One of the things that make the Humanities Center at BYU so remarkable is that less than three percent of institutions of higher education have one. The very fact that BYU sponsors the center highlights the university’s deep commitment to the value of humanities education in preparing students to address some of the most pressing issues in society today. The center also highlights the leading roles BYU Humanities faculty are playing in contributing to humanities scholarship, teaching, and public service.
The BYU Humanities Center currently sponsors a broad array of creative activities that foster scholarship, interdisciplinary connections, and student development. For example, we host a weekly research colloquium where College faculty present new scholarship and works in progress. Distinguished guests and faculty from other institutions regularly to come to our campus to work with faculty and students and share new research. We also support a yearly symposium of student-driven research projects in addition to other workshops and meetings to discuss current issues facing the humanities. We’re especially proud to sponsor projects like the Cambodian Oral History Project, directed by Professors Dana Bourgerie (Chinese) and Brian Croxall (Office of Digital Humanities), which represents some of the best ways that Humanities scholarship can contribute to preserving memory, connecting generations, and enriching Cambodian culture.

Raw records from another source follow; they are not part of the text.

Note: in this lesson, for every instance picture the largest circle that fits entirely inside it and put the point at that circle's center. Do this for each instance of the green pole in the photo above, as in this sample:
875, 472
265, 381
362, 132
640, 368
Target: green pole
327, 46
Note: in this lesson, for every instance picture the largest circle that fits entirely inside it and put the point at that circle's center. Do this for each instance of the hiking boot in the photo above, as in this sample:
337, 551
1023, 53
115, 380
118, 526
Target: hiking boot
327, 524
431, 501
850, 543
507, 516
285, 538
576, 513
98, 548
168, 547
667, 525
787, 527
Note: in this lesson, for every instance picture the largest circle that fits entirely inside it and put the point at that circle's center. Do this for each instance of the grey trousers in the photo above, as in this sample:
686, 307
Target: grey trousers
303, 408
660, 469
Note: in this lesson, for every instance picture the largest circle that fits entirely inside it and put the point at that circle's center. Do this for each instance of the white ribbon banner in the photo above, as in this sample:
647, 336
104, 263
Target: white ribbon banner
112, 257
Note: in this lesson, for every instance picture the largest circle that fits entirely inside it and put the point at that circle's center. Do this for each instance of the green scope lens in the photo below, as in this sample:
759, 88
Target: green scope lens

Additionally, we sponsor ten different research groups that bring together faculty working on different topics, including medieval and Renaissance studies, the digital humanities, education and leadership, translation theory, and many more. And we partner with a number of other entities around campus to promote collaborative, interdisciplinary projects.
While supporting teaching and scholarship at the university, the Humanities Center also actively looks for ways to contribute to local and national (and even international) conversations. This past summer, for example, we sponsored six lectures and workshops at BYU Education Week, where hundreds of attendees were enriched in a variety of topics from finding Christ in the devotional writings of a remarkable Italian Renaissance woman writer to how a Humanities education led one of our colleagues to the gospel from Myanmar to India to Utah. We also regularly connect faculty with opportunities to speak at local public libraries, publish articles on faith, scholarship, and the liberal arts in our Humanities Center Blog, and produce our wide-reaching podcast, Faith and Imagination. These publications, along with other humanities-related resources, are free and can be accessed at our website: http://humanitiescenter.byu.edu.
Now ten years into its existence, the BYU Humanities Center occupies a central role in the College of Humanities; we look forward to the opportunities ahead in helping faculty and students enrich our university community and beyond.